The report is likely to disappoint many U.S. lawmakers. With U.S. manufacturers complaining their products are being outsold by Chinese goods made at a cheaper cost, helped by an exchange rate they say is kept unfairly low, lawmakers wanted Treasury to name Beijing a currency manipulator and are threatening to pass punitive legislation. The Obama administration held up publishing the report until after Mr. Hu's visit. Legislators had called for the administration to press Mr. Hu on the exchange rate.

"It's as plain as the nose on your face that China manipulates its currency. It's just as plain that the only way to address this problem is for Congress to act," said Sen. Charles Schumer, (D., N.Y.), a lead critic of China's exchange rate policy, on Friday. Senate Finance Committee Chairman Max Baucus (D., Mont.) also criticized the administration for not labeling Beijing a currency manipulator. "China has been given a free pass on its currency practices for far too long," he said, adding that Congress needed to hold its largest trading partner to account.

Pressures on China's economy may help to drive that change. "It is in China's interest to allow the nominal exchange rate to appreciate more rapidly, both against the dollar and against the currencies of its other major trading partners," the Treasury said. Without greater flexibility, Beijing risks fueling excessively rapid growth of credit, and creating upward pressure on property and equity prices, which could threaten growth, it said.

Including inflation, the Treasury estimates the yuan's move is equivalent to an annual rate of 10% a year. China has also started relaxing restraints on the use of the yuan. The Treasury said these reforms will over time "contribute to a more market-determined exchange rate."

The undervalued yuan is also harming other emerging-nation economies, which could help the U.S. in its negotiations at the Group of 20 nations conference later this month.
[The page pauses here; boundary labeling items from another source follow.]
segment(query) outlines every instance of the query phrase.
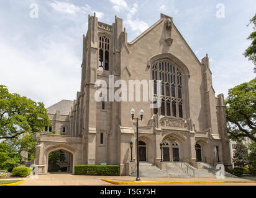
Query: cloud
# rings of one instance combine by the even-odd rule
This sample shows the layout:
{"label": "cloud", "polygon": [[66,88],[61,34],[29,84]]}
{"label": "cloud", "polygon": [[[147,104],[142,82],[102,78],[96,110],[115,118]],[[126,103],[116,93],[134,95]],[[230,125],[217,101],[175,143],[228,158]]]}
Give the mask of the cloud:
{"label": "cloud", "polygon": [[40,54],[20,50],[4,41],[0,44],[0,84],[11,92],[43,101],[48,107],[60,98],[73,100],[79,89],[81,61],[68,43],[39,41]]}
{"label": "cloud", "polygon": [[79,6],[66,2],[53,1],[50,5],[56,11],[64,14],[75,14],[81,11]]}
{"label": "cloud", "polygon": [[124,0],[109,0],[110,2],[114,4],[114,10],[119,12],[122,9],[128,8],[127,3]]}
{"label": "cloud", "polygon": [[138,19],[134,19],[134,16],[138,11],[139,5],[134,4],[132,7],[130,8],[129,13],[126,15],[126,19],[124,21],[124,25],[130,27],[132,31],[137,33],[142,33],[147,30],[149,25],[143,20]]}
{"label": "cloud", "polygon": [[159,7],[159,11],[160,12],[163,12],[163,11],[165,11],[166,10],[166,6],[165,5],[162,5],[160,7]]}
{"label": "cloud", "polygon": [[104,13],[93,10],[88,4],[84,6],[78,6],[67,2],[60,2],[53,0],[50,3],[50,6],[57,12],[62,14],[75,15],[76,14],[92,14],[95,12],[99,19],[103,17]]}

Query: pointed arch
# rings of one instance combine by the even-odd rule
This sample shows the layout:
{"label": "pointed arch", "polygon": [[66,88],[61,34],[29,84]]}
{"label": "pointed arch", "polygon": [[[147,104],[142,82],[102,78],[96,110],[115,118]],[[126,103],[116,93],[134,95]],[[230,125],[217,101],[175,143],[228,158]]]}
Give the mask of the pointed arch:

Countries such as Brazil, which have more open exchange rate policies, are dealing with a surge in investment that threatens to overheat their economies, the Treasury said, leading in some cases to over-valued exchange rates.
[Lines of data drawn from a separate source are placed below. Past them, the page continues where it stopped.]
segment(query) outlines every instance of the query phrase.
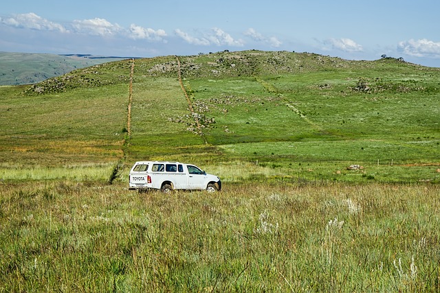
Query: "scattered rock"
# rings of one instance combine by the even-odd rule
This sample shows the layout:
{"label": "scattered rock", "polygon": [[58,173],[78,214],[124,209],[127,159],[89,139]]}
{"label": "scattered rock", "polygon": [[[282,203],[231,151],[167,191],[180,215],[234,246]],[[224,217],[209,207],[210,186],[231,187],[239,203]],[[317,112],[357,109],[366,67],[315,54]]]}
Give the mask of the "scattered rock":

Despite the often-fierce rhetoric, no key lawmaker has introduced a bill trying to punish China for how it manages the yuan since Republicans took over the house. Big U.S. companies have warned against sparking a trade war with China, saying it would be more productive to protect their interests in other areas, such as defending intellectual property rights.

Eswar Prasad, a Cornell University economist and former China expert at the International Monetary Fund, said the Treasury's approach is constructive and avoids bringing "things to a boil." The report, "takes a carefully calibrated approach to Chinese currency policy, conveying a clear message on the need for more currency flexibility but without using language that would damage relations with China," Mr. Prasad said

The Treasury said it would continue to closely monitor yuan appreciation.

The report studied ten countries' exchange rate policies that account for over three quarters of U.S. trade.

—Luca Di Leo contributed to this article.